Strategia Ministerstwa Zdrowia
Obecny na debacie wiceminister Maciej Miłkowski podkreślił, że ministerstwo stara się przede wszystkim nie dopuścić do sytuacji, by zagrożone było finansowanie terapii, które już zostały zrefundowane. – Jeśli chodzi o lenalidomid, to komisja ekonomiczna Ministerstwa Zdrowia bardzo dobrze negocjuje; w długim okresie dzięki lekom generycznym będziemy mieć duże oszczędności. Zobaczymy, czy generyki lenalidomidu wejdą na listy w maju, czy w lipcu, faktycznie oczekujemy jednak dużo niższych cen niż są obecnie – mówił wiceminister.

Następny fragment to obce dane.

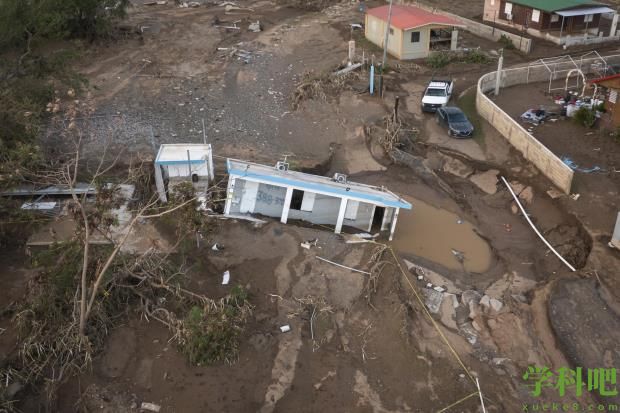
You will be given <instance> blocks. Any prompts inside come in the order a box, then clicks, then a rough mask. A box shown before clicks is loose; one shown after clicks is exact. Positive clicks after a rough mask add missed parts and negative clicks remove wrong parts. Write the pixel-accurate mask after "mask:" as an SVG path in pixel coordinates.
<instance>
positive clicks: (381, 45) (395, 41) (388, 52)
mask: <svg viewBox="0 0 620 413" xmlns="http://www.w3.org/2000/svg"><path fill="white" fill-rule="evenodd" d="M386 25H387V22H384V21H383V20H381V19H379V18H377V17H375V16H371V15H368V14H367V15H366V25H365V36H366V39H368V40H369V41H370V42H372V43H374V44H375V45H377V46H379V47H380V48H382V49H383V43H384V40H385V26H386ZM392 29H393V31H394V33H393V34H390V36H389V40H388V53H389V54H391V55H392V56H395V57H397V58H399V59H400V58H401V47H402V31H401V30H400V29H397V28H396V27H392Z"/></svg>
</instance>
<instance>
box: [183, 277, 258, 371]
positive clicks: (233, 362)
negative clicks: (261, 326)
mask: <svg viewBox="0 0 620 413" xmlns="http://www.w3.org/2000/svg"><path fill="white" fill-rule="evenodd" d="M250 313H251V306H250V304H249V302H248V294H247V291H245V289H243V287H241V286H236V287H234V288H233V289H232V290H231V292H230V294H229V295H227V296H226V297H224V298H223V299H221V300H220V301H219V302H210V303H206V304H205V305H204V306H203V307H202V308H201V307H198V306H193V307H192V308H191V309H190V310H189V313H188V314H187V317H186V318H185V322H184V327H185V328H184V331H183V336H184V337H183V339H184V341H183V344H182V345H181V348H182V351H183V352H184V353H185V354H186V355H187V357H188V358H189V361H190V363H192V364H196V365H209V364H213V363H217V362H221V361H224V362H226V363H228V364H232V363H234V362H235V361H237V359H238V358H239V337H240V336H241V333H242V332H243V328H244V326H245V323H246V321H247V319H248V317H249V315H250Z"/></svg>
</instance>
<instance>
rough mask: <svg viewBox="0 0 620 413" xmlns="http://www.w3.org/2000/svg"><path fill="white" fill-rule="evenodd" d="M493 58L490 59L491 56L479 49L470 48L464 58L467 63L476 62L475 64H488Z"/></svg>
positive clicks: (464, 59) (485, 64)
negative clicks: (490, 60)
mask: <svg viewBox="0 0 620 413" xmlns="http://www.w3.org/2000/svg"><path fill="white" fill-rule="evenodd" d="M490 60H491V59H489V57H488V56H487V55H486V54H485V53H483V52H481V51H480V50H478V49H474V50H470V51H468V52H467V53H466V54H465V57H464V58H463V61H464V62H466V63H474V64H481V65H486V64H487V63H489V62H490Z"/></svg>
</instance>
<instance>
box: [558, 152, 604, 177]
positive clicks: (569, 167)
mask: <svg viewBox="0 0 620 413" xmlns="http://www.w3.org/2000/svg"><path fill="white" fill-rule="evenodd" d="M562 162H564V164H565V165H566V166H568V167H569V168H570V169H572V170H573V171H575V172H581V173H584V174H589V173H593V172H605V171H604V170H602V169H601V167H600V166H593V167H592V168H581V167H579V165H577V164H576V163H575V162H574V161H573V160H572V159H571V158H569V157H568V156H564V157H563V158H562Z"/></svg>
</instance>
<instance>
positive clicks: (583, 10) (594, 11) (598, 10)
mask: <svg viewBox="0 0 620 413" xmlns="http://www.w3.org/2000/svg"><path fill="white" fill-rule="evenodd" d="M613 12H614V10H613V9H610V8H609V7H588V8H585V9H578V10H563V11H556V12H555V14H559V15H560V16H564V17H571V16H585V15H586V14H602V13H613Z"/></svg>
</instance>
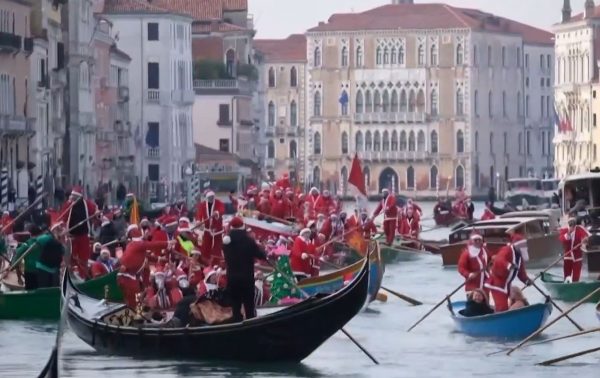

Zaznaczył, że zawsze jest bardzo trudny wybór, którą terapię zrefundować: obecnie w procesie refundacyjnym na decyzję oczekują aż 72 nowe technologie lekowe. – Wiemy, że każdy pacjent chciałby mieć optymalne leczenie swojej choroby, staramy się to zapewnić i niejako „godzić” różne grupy społeczne. Musimy też jednak pamiętać o poprawie organizacji leczenia, często jest to nawet ważniejsze niż leki. Jeśli chodzi o ostrą białaczkę szpikową, to decyzje jeszcze nie zostały podjęte, a ze względu na sytuację nie mogę obiecać, kiedy się pojawią, podobnie jak kolejne nowe terapie – mówił wiceminister Miłkowski. Zapowiedział, że resort będzie nad tym pracować, od maja na listach refundacyjnych pojawią się nowe leki w chłoniaku rozlanym z dużych komórek B (DLBCL), jak również długo oczekiwane nowoczesne leczenie chłoniaków za pomocą super nowoczesnej terapii CAR-T.